I'm hoping The Intergovernmental Panel on Climate Change's findings actually prompt some concerted action in the world. Will it get major governments (like the US) to admit climate change is happening? All the rest of us have to do is look out into the nearest garden. Below is a shot taken in Magravine Cemetery this morning of spring bulbs in full bloom. They started in January - the first full month of winter. I find it very disturbing.

I was overheating too. Arrived early to do some urgent work to discover I had been locked out of all the computer systems for not completing my timesheets. They had been completed and I had made special efforts the day before so I wouldn't be locked out. Wasted an hour shouting at people, making phone calls and finally exploding with rage until it was sorted. Then, racing against time, I lost the same piece of copy twice due a software crash. Then after completely writing it from scratch the for the second time, the original reappeared on the system.

However some other work The Gnome and me had gone down very well when we presented it to the client. Had a brief discussion with a senior suit Nicoletta about this in the office bar, and her fiance turned up. He is an opera singer, and I had quite an interesting chat with him about acting in opera.

Was sent galley proofs of my poems in the forthcoming Hudson View magazine, between the proofs and the galleys new errors had cropped up. Meanwhile my wait for responses from Ambit and Poetry London to my manuscripts is now I think in its fifth month.

Home and I decided to pop into the Chinese takeaway. A little girl, who seemed to me to be about five or six, was standing on a box behind the counter reading a picture book about insects. After my order was taken she ducked under the counter, and sat next to me to have a conversation about earwigs. She then told me that there was something incredibly beautiful in the book and asked me to guess what it was. When I said I thought it might be a butterfly, she looked at me completely amazed and said, "You speak the truth!" which made me smile a lot.
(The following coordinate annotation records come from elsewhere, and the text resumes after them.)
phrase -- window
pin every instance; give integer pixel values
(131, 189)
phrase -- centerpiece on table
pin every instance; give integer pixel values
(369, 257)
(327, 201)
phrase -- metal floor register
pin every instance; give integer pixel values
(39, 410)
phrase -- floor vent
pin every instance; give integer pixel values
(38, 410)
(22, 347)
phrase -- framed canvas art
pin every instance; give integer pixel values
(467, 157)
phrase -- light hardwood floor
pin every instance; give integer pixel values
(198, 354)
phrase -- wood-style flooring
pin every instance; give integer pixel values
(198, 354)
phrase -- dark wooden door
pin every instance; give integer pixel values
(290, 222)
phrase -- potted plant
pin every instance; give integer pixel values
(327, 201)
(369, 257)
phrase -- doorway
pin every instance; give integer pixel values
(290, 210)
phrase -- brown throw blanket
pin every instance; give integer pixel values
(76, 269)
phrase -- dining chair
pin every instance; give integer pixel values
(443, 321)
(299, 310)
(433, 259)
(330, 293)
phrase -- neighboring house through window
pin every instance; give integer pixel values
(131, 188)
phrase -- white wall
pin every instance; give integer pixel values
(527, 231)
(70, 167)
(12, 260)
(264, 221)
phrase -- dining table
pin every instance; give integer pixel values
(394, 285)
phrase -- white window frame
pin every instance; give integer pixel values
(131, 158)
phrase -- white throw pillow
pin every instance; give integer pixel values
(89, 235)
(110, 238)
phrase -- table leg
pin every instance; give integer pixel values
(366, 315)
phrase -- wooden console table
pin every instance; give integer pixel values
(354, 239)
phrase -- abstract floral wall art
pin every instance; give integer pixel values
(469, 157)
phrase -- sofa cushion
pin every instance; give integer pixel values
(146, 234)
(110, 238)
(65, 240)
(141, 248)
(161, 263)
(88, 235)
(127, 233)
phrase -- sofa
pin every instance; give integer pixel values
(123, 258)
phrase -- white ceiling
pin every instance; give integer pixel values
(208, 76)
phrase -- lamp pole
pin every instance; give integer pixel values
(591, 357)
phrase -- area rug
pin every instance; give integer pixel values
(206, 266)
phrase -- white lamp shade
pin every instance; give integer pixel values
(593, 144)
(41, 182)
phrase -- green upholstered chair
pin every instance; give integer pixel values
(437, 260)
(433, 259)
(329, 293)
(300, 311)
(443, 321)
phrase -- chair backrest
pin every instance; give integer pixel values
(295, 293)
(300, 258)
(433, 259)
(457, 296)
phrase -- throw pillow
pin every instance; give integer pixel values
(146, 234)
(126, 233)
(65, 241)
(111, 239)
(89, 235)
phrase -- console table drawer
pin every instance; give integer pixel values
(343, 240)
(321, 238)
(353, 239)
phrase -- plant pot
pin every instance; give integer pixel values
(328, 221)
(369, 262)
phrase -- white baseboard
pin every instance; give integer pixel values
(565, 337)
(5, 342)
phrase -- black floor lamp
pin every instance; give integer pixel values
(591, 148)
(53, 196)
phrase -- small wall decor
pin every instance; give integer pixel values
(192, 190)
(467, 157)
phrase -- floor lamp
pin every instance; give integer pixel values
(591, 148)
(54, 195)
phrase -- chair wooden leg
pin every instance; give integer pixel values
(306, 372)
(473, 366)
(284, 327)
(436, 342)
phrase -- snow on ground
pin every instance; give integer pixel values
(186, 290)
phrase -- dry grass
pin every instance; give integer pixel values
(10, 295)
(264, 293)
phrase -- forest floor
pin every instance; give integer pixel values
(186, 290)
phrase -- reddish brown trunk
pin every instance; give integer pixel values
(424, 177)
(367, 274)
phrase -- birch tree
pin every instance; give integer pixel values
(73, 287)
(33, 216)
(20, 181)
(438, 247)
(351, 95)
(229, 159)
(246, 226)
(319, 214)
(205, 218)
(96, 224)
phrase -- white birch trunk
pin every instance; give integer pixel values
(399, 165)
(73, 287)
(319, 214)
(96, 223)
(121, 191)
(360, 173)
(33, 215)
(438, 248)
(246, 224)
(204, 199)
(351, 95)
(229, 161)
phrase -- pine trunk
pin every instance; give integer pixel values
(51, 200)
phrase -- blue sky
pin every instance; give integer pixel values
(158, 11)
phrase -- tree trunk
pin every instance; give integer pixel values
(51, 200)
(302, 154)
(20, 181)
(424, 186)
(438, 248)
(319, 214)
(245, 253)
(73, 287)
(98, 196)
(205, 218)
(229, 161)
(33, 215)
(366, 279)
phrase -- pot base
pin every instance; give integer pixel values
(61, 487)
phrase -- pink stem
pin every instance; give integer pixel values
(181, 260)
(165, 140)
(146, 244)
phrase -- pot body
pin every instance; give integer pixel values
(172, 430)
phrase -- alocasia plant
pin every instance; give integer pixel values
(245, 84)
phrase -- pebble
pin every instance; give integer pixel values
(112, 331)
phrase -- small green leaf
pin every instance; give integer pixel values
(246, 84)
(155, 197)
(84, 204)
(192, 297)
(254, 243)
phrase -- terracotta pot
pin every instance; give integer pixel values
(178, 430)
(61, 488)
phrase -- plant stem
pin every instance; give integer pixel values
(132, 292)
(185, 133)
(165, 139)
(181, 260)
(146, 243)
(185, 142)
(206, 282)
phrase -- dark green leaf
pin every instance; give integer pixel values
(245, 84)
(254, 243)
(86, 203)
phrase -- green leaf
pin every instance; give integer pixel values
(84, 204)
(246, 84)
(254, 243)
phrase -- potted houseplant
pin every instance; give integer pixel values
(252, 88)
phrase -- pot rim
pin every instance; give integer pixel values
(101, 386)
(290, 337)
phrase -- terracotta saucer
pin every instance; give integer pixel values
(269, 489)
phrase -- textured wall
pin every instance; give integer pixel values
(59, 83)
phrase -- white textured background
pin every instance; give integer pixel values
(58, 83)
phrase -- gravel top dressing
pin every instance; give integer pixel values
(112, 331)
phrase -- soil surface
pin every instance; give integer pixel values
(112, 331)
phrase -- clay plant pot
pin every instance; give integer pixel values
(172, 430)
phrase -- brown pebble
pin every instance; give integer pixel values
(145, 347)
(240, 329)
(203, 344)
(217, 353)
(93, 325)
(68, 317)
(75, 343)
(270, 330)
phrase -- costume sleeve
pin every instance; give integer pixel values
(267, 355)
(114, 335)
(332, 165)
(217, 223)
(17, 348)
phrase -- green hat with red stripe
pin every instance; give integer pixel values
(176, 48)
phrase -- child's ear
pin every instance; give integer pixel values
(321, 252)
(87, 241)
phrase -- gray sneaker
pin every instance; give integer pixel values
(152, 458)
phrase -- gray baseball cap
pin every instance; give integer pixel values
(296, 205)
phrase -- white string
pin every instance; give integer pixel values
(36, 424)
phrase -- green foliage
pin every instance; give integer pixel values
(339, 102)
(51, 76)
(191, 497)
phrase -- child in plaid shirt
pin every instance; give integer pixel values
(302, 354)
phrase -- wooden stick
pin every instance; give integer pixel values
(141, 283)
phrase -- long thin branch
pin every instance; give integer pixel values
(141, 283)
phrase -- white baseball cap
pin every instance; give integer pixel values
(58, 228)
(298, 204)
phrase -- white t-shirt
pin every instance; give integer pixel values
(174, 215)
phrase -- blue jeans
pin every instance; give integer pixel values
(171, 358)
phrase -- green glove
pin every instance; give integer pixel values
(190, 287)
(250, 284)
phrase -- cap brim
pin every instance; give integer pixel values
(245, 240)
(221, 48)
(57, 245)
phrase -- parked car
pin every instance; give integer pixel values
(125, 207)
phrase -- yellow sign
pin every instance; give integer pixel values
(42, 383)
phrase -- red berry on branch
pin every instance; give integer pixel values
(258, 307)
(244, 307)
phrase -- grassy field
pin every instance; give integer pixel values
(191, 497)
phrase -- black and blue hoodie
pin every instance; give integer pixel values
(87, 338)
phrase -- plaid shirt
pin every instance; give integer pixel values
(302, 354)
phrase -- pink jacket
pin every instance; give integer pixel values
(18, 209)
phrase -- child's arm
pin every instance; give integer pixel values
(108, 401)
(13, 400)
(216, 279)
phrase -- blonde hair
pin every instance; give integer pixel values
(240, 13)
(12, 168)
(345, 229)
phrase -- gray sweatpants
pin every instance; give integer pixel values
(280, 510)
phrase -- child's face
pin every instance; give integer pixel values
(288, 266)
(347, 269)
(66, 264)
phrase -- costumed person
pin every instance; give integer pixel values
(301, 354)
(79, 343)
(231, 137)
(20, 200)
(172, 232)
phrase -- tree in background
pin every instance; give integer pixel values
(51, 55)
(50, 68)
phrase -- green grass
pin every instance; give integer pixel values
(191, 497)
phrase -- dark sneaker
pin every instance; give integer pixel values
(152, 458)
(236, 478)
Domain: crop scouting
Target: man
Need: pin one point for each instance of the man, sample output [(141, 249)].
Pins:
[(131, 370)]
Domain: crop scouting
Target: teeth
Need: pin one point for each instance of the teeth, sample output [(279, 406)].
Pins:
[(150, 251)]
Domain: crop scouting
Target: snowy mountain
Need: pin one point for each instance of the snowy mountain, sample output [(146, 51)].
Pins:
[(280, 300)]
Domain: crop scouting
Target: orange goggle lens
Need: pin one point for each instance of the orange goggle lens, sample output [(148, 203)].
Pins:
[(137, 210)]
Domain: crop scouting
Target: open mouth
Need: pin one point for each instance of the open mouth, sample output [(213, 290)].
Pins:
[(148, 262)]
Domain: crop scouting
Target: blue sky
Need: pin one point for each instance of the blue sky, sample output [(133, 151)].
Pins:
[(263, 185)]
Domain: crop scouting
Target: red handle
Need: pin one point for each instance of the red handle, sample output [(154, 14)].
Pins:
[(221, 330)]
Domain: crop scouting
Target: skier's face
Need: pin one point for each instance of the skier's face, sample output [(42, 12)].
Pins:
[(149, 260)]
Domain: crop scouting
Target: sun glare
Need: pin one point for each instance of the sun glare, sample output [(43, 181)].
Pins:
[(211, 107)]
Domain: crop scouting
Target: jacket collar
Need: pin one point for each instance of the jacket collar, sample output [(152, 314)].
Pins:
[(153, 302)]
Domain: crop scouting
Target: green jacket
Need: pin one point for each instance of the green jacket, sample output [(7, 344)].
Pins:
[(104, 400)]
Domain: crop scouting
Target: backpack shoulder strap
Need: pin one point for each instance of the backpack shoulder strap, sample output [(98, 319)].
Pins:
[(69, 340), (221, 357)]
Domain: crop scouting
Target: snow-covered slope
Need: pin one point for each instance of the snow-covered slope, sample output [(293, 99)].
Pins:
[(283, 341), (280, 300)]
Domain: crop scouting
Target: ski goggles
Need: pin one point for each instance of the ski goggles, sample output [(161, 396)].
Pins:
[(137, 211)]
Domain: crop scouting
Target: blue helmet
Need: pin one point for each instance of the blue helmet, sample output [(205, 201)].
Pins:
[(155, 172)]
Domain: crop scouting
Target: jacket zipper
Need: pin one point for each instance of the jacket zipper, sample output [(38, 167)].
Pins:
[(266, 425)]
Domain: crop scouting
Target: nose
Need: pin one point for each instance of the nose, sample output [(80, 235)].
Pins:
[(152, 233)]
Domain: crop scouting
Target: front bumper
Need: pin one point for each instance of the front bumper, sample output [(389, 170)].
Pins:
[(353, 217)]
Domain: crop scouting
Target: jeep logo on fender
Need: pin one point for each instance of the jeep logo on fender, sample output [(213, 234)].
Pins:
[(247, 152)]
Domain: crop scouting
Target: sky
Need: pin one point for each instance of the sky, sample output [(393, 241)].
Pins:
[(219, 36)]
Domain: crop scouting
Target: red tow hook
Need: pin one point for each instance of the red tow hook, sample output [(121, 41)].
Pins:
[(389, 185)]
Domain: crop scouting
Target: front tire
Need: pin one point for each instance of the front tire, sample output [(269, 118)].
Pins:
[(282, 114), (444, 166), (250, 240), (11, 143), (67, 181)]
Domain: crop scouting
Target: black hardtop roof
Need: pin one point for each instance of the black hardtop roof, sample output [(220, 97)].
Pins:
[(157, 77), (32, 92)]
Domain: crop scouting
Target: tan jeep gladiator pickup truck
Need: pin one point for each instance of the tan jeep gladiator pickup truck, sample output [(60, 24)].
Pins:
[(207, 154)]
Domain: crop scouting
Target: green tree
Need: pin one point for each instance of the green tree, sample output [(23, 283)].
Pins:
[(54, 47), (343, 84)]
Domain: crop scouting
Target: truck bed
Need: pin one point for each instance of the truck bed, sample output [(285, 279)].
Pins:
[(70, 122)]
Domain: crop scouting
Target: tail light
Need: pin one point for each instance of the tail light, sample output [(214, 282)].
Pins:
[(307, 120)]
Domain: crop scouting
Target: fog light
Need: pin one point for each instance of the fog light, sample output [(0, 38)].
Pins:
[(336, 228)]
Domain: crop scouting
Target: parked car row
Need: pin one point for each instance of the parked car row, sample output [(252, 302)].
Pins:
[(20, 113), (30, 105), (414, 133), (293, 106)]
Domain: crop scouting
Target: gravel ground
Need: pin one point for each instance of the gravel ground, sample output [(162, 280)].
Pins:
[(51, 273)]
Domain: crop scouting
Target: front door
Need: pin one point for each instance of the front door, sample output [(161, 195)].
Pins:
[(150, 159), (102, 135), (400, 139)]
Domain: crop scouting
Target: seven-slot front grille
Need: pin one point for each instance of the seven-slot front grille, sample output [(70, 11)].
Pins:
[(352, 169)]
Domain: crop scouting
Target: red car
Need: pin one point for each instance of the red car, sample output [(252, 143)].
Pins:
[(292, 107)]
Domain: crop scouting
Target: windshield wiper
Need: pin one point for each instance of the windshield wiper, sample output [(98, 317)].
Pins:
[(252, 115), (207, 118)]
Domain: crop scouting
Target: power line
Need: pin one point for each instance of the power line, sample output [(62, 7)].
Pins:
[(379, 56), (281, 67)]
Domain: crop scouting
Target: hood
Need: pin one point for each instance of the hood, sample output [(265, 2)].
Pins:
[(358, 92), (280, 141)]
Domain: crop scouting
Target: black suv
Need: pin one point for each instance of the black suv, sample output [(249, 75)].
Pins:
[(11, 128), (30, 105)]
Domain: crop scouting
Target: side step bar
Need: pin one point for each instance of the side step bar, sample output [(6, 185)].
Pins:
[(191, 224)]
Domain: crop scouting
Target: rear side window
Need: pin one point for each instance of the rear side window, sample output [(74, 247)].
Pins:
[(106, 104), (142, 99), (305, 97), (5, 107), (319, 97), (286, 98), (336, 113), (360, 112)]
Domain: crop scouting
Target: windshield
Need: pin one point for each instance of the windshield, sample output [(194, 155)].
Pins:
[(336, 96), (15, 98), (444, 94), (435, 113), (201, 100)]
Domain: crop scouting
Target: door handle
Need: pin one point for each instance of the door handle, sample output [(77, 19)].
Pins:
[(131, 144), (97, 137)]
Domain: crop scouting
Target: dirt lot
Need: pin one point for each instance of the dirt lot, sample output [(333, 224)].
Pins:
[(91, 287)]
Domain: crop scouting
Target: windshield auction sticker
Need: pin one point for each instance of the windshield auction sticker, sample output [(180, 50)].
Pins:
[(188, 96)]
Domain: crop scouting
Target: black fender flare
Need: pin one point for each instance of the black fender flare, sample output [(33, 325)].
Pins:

Later under the full moon in the Twitten a bunch of noisy teenagers had gathered. One of whom was sneezing loudly just under my study window every twenty seconds. Later one of them knocked on my door before running away. Not exactly a major crime but still made me feel like loping after them with a hammer.

Spoke late and sleepily to Sarah who'd also had a sucky work day in stormy Florida, before hitting the sack.

Comments

badgerdaddy said…
"You speak the truth!" should be on a t-shirt.